We’re exploring a few delicious uses for aquafaba, aka the culinary vegan’s new bff, including wellness lattes topped with thick foamy perfection courtesy of our odd ingredient obsession…
They say eggs are nature’s perfect food — but we suspect “they” aren’t vegans. For the ovo-averse, aquafaba is a clean substitute that hardly feels like one. The viscus liquid – which you’ll find in any can of chickpeas – looks like egg, cooks like egg, but guess what?
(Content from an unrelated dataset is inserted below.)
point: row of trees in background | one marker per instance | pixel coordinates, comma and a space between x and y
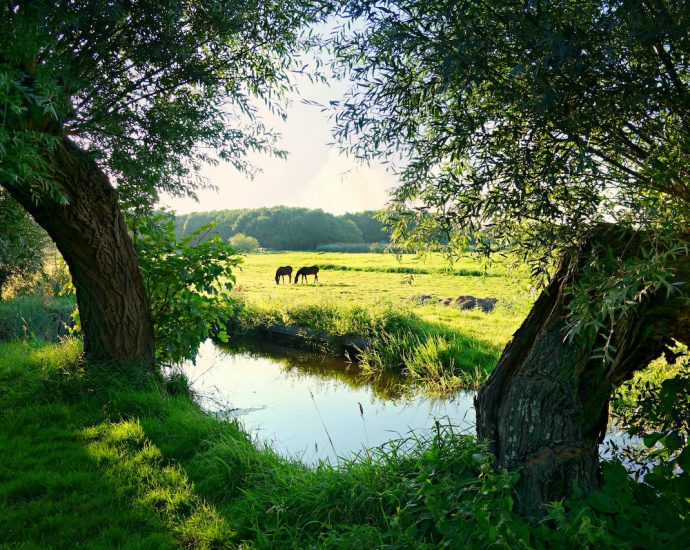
287, 228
It’s 100% planty perfection!
We’re diving into everything you need to know about this miracle ingredient, and sharing a simple coconut latte foam recipe that’ll change your life (maybe). Make it asap to test out what you’re about to read; we have a feeling you’ll want to…
What You Should Know: Aquafaba happens when legumes are cooked for a long period of time. It could be made from scratch, but why bother when you can just crack open a can of chickpeas or cannellini beans? (That liquid they’re in is aquafaba!). This underdog ingredient resembles egg whites and can be used in in their place for a wide variety of culinary applications, including: pancakes, waffles, cake, merengue, ice cream, eggless scramble, vegan mayo, pisco sour. While it doesn’t have as much protein as an actual egg, it doesn’t have much of anything else either: it contains essentially no calories, carbs, sugar etc. making it perfect for conscious eaters of all flavors.
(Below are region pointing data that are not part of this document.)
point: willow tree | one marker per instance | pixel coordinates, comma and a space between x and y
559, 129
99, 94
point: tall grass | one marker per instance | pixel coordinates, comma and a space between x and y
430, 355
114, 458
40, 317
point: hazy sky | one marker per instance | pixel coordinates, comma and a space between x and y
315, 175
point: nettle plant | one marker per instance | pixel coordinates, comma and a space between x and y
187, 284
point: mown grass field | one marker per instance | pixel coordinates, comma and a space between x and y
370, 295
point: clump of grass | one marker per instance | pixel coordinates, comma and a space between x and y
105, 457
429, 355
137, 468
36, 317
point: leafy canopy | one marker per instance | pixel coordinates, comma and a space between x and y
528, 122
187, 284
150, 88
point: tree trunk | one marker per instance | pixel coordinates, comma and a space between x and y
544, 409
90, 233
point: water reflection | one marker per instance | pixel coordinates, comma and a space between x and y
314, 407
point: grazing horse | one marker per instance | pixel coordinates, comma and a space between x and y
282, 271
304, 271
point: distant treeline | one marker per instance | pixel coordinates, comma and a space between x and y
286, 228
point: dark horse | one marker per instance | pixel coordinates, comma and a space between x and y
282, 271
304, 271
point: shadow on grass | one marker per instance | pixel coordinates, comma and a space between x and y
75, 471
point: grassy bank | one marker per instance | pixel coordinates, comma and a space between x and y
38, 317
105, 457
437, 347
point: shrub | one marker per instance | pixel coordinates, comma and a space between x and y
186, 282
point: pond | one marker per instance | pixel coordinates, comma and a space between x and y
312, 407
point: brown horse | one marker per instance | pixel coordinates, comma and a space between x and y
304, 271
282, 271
Why You Should Try It: Aquafaba is virtually odorless and takes on whatever flavor it’s combined with, meaning you literally can use it anywhere you would eggs without feeling like there’s some weird ingredient imposter in your cake. Aquafaba also gets points for sustainability; instead of tossing out this liquid after its chickpeas were whirled into a lovely little hummus, it gets spared of waste and repurposed into something delicious!
Let’s Get Together: The general rule of thumb is to use 1 tablespoon of aquafaba to replace one yolk, 2 tablespoons of aquafaba to replace one white, and 3 tablespoons for a whole egg. Aquafaba should have the consistency of an egg white straight out of the can, but if it seems a little too watery, simply toss it into a small pot and simmer until it reduces. Other than that, there are no rules! Use it anywhere you would eggs and let us know how it goes!
Perfect Vegan Latte Foam
4 oz coconut milk
1 tsp coconut oil
¼ tsp vanilla extract
1 Tbsp aquafaba
In a milk frother, combine coconut milk, vanilla, coconut oil and aquafaba. Whisk until thick and foamy. Pour into coffee, espresso, tea or your favorite tonic!